This was my first time meeting Prof. Kimo, and I was really looking forward to it. He was a very humble man. Came around and introduced himself to everyone. 

We began with various techniques off of punches and some grabs. Prof. was always walking around, making sure that we fully understood how to apply the technique and to answer any questions we had. I had the chance to be an uke for him while he demo'd some techniques. It was certainly an eye opening experience!

At the end of the seminar, we all sat down and had a Q&A session. It was nice to hear about his background and more about his art.

I also had the chance to meet and workout with Mr. Todd Guay and Mr. Jesse Dwire. It was nice to finally put a face with the name! Both were very friendly and a pleasure to work with. 

After the seminar, Todd, Jesse, Prof. Kimo, his wife and myself went out to dinner. More good times and conversation followed!

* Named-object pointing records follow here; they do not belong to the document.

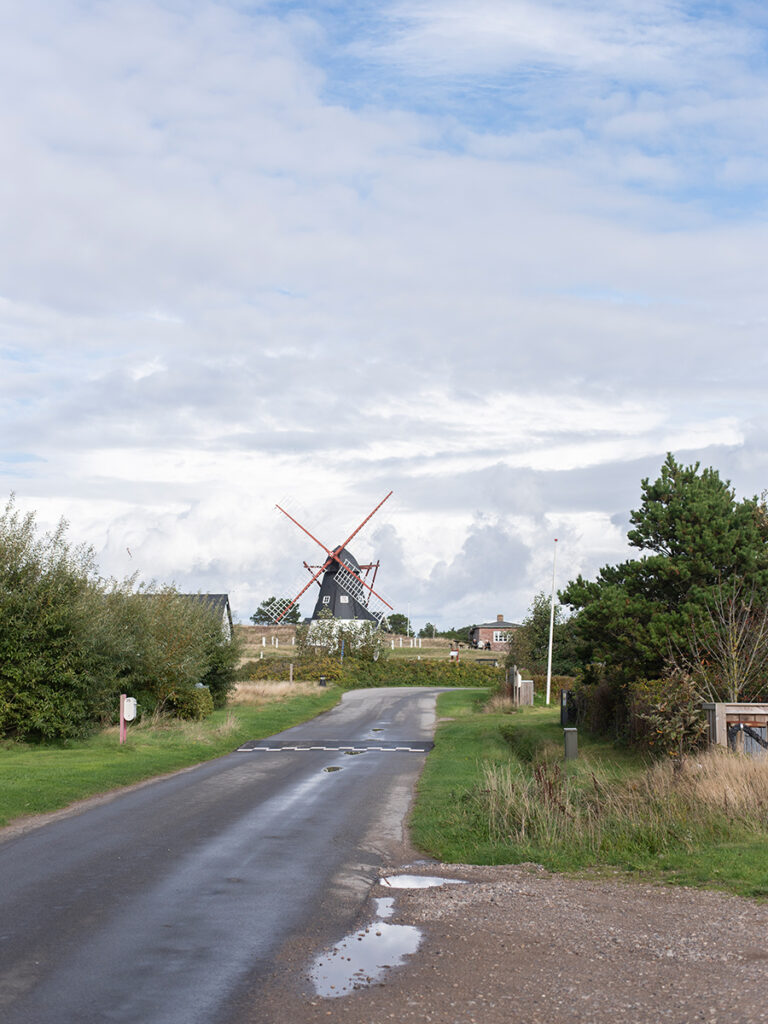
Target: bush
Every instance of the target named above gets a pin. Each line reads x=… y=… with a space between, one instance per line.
x=193 y=705
x=666 y=716
x=51 y=685
x=71 y=643
x=430 y=672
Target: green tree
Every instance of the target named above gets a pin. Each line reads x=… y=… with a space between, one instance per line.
x=271 y=607
x=528 y=645
x=693 y=536
x=51 y=685
x=360 y=639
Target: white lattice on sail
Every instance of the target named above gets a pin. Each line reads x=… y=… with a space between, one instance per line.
x=278 y=609
x=351 y=584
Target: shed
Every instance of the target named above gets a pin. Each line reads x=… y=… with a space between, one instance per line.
x=218 y=603
x=493 y=636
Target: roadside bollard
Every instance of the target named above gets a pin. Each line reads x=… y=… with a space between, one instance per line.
x=571 y=743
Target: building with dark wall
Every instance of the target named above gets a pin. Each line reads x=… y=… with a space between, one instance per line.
x=493 y=636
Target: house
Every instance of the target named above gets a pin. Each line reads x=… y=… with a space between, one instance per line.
x=493 y=636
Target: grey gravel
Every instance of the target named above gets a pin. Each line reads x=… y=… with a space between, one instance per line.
x=519 y=944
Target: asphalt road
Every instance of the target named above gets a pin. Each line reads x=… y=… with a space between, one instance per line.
x=170 y=903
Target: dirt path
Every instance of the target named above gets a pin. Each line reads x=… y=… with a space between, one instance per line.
x=517 y=944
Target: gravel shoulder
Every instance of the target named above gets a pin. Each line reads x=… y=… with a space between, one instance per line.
x=518 y=944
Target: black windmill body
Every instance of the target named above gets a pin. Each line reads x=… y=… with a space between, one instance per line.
x=342 y=592
x=346 y=587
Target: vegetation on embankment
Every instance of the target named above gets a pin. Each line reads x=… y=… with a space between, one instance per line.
x=496 y=791
x=37 y=778
x=355 y=673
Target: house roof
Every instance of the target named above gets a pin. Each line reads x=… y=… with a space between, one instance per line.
x=497 y=626
x=216 y=602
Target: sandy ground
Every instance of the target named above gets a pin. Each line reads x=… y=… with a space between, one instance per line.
x=518 y=944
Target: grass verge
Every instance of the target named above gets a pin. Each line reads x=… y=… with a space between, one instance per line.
x=495 y=791
x=36 y=778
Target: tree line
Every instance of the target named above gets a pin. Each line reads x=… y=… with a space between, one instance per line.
x=72 y=641
x=684 y=621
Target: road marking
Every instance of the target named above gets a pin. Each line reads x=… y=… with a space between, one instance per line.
x=358 y=747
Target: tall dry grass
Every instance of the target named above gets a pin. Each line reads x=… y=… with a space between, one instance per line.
x=700 y=798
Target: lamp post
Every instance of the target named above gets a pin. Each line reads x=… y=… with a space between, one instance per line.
x=551 y=625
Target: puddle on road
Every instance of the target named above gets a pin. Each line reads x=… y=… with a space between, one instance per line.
x=384 y=906
x=419 y=882
x=360 y=958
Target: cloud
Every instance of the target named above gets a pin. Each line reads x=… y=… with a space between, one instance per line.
x=500 y=260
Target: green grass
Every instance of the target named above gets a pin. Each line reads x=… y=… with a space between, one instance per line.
x=35 y=779
x=600 y=815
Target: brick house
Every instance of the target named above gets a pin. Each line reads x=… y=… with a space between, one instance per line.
x=493 y=636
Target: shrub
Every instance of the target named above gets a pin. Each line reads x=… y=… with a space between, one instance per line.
x=666 y=716
x=71 y=643
x=193 y=705
x=51 y=685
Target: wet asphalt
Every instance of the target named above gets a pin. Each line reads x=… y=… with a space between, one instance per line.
x=171 y=903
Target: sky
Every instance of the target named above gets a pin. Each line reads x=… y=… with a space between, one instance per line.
x=497 y=257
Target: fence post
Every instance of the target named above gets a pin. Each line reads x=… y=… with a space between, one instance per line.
x=570 y=737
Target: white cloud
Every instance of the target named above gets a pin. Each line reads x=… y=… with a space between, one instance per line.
x=239 y=261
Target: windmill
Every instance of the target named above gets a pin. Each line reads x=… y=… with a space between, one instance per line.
x=344 y=588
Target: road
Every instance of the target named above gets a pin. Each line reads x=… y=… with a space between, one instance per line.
x=171 y=902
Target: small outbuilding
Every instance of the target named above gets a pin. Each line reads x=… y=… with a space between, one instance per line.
x=219 y=605
x=493 y=636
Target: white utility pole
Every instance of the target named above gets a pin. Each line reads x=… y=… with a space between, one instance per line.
x=551 y=625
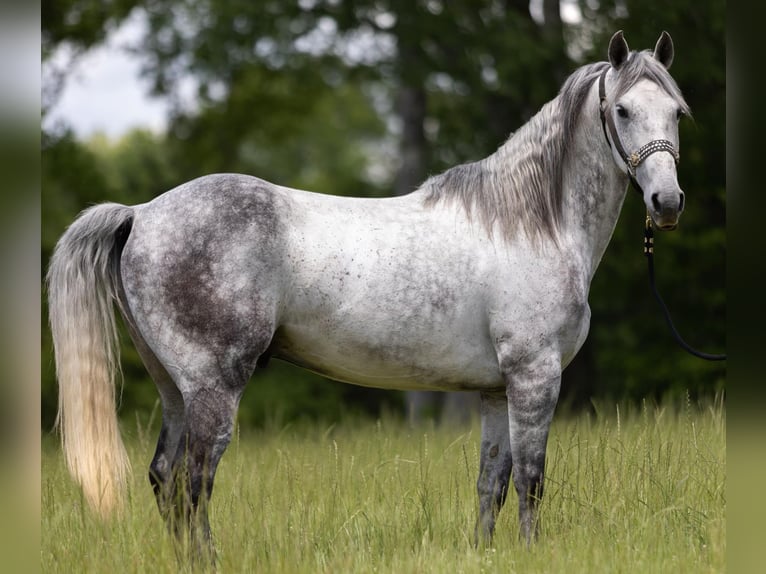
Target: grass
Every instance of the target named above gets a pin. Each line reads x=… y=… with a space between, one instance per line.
x=627 y=490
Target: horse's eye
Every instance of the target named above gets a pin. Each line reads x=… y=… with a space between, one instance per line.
x=621 y=111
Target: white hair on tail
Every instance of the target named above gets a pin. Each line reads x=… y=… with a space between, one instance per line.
x=82 y=288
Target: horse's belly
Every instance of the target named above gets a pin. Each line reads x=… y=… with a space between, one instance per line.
x=397 y=361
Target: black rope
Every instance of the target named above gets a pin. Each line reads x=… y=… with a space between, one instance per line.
x=649 y=252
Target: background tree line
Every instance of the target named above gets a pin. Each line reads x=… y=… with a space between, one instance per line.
x=369 y=97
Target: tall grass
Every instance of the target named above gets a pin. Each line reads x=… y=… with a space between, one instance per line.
x=627 y=490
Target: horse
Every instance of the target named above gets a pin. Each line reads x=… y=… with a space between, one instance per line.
x=476 y=281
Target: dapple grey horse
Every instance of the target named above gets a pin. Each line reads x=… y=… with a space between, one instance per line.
x=478 y=280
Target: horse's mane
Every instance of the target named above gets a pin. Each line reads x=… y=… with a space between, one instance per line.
x=521 y=184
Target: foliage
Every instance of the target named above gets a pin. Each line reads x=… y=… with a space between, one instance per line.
x=311 y=94
x=639 y=490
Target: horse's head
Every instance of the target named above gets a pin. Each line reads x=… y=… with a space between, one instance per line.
x=640 y=110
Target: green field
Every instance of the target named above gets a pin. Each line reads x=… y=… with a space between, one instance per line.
x=627 y=490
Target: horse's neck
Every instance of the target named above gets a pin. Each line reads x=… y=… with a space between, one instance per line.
x=594 y=189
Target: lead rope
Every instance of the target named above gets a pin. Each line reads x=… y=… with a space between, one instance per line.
x=649 y=252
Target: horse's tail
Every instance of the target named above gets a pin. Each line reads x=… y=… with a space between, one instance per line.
x=83 y=285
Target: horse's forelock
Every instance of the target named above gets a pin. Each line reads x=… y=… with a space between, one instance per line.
x=521 y=184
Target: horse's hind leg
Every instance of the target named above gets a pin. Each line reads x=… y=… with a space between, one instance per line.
x=495 y=464
x=160 y=469
x=209 y=415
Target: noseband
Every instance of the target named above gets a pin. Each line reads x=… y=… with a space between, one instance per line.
x=632 y=160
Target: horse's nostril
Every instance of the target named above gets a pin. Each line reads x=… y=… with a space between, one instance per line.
x=656 y=202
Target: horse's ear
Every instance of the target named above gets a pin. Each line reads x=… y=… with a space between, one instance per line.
x=618 y=50
x=663 y=51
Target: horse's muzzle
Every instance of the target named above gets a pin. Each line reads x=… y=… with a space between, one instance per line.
x=666 y=209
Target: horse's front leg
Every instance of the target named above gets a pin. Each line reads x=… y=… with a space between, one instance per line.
x=532 y=389
x=495 y=464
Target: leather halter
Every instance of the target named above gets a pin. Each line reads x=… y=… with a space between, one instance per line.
x=632 y=160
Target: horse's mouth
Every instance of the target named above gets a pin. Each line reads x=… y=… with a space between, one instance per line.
x=665 y=223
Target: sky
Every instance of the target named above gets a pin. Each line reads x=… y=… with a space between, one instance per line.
x=104 y=92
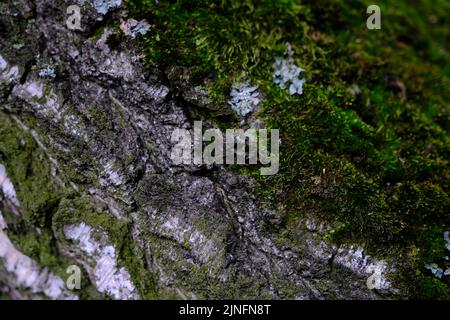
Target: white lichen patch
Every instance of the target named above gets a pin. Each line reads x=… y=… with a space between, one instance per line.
x=108 y=277
x=435 y=270
x=103 y=6
x=287 y=73
x=202 y=247
x=132 y=28
x=357 y=261
x=26 y=273
x=7 y=188
x=244 y=98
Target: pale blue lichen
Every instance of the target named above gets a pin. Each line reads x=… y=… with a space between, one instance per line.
x=244 y=98
x=435 y=270
x=287 y=73
x=103 y=6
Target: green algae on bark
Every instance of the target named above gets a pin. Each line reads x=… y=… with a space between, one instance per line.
x=365 y=148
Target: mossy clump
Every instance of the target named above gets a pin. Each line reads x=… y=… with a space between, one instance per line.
x=366 y=146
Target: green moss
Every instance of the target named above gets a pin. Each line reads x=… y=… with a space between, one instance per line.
x=373 y=163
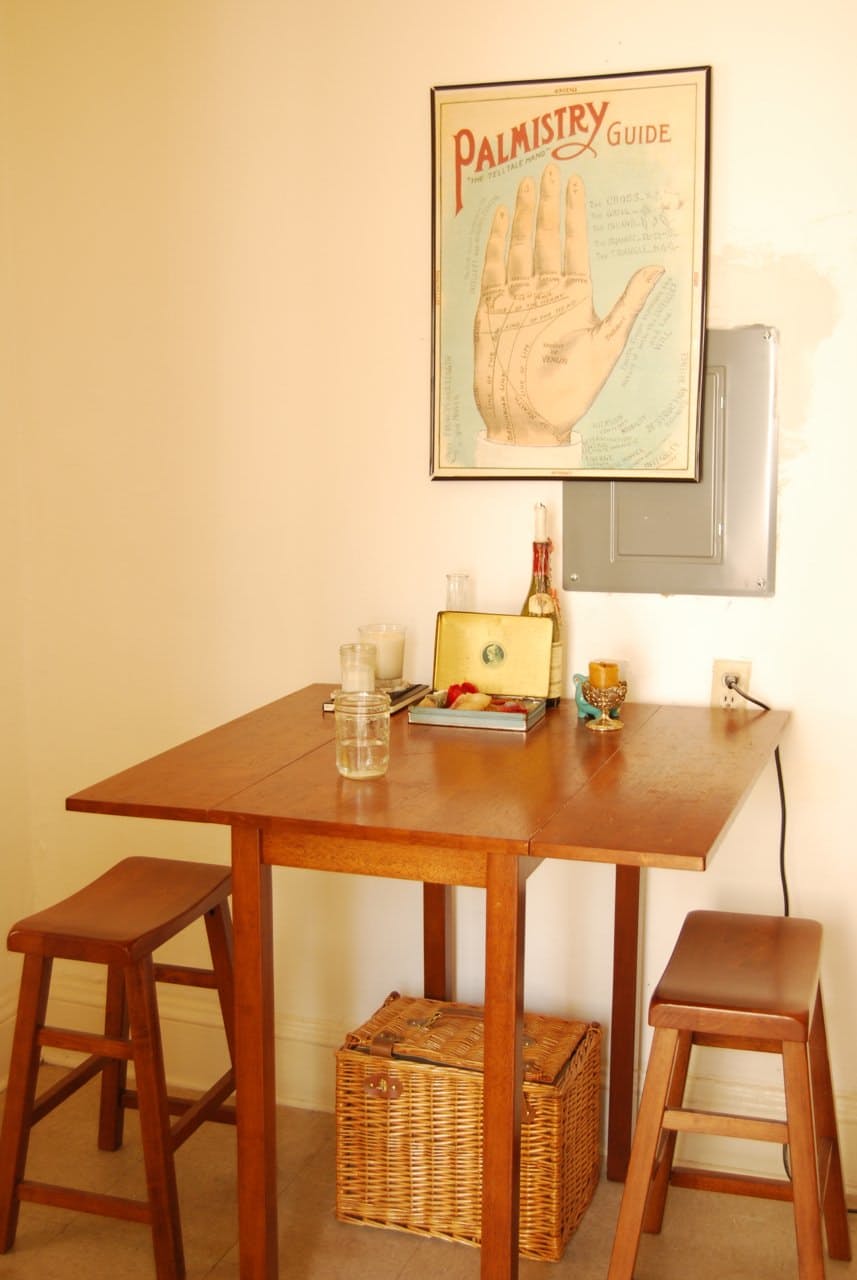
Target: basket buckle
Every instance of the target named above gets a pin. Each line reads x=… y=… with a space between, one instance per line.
x=381 y=1086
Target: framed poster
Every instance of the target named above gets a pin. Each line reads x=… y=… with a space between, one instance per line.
x=569 y=223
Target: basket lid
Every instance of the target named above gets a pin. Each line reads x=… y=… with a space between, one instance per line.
x=452 y=1034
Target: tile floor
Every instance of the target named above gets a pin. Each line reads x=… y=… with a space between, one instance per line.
x=707 y=1237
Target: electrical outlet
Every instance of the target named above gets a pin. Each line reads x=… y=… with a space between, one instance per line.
x=720 y=693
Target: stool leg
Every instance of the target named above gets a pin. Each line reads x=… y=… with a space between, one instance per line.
x=21 y=1093
x=114 y=1075
x=805 y=1178
x=642 y=1155
x=835 y=1210
x=220 y=944
x=656 y=1201
x=154 y=1120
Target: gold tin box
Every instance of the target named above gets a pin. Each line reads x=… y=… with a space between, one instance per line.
x=502 y=654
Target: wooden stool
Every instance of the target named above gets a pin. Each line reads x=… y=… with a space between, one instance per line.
x=739 y=982
x=118 y=922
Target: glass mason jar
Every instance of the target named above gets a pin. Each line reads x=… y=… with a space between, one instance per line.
x=362 y=734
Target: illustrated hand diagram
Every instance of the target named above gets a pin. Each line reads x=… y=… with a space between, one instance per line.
x=540 y=352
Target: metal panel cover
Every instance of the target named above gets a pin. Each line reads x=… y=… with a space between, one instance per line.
x=715 y=536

Thanks Todd for putting together a fantastic seminar. It was great meeting everyone and I look forward to working out again in the future!:ultracool 

Mike


----------



## KempoShaun (Jan 10, 2007)

Jesse, Matt...  Damn guys, wish I could have made this one as well.  Had neurosurgery a few weeks ago and am on bed rest until April 14.  Matt, let Chris know I'll be taking him up on his lobster dinner offer as soon as I'm up and around.  Oh, and I'll see you at the next seminar!


----------



## Matt (Jan 10, 2007)

KempoShaun said:


> Jesse, Matt...  Damn guys, wish I could have made this one as well.  Had neurosurgery a few weeks ago and am on bed rest until April 14.  Matt, let Chris know I'll be taking him up on his lobster dinner offer as soon as I'm up and around.  Oh, and I'll see you at the next seminar!



Looking forward to it Shaun. Best wishes for a speedy (and more importantly thorough) recovery. Professor Kimo will be at our place (Cape Cod Martial Arts Academy) Thursday(1/11), and I'm really looking forward to it. I have a feeling I'll be reviewing a lot of material that day before the seminar too. There's always something that could use a little 'adjustment', and he's always got something deeper up his sleeve. 

Matt


----------



## MJS (Jan 10, 2007)

I wish I could've made it to the last 2 but that thing called work seemed to get in the way. 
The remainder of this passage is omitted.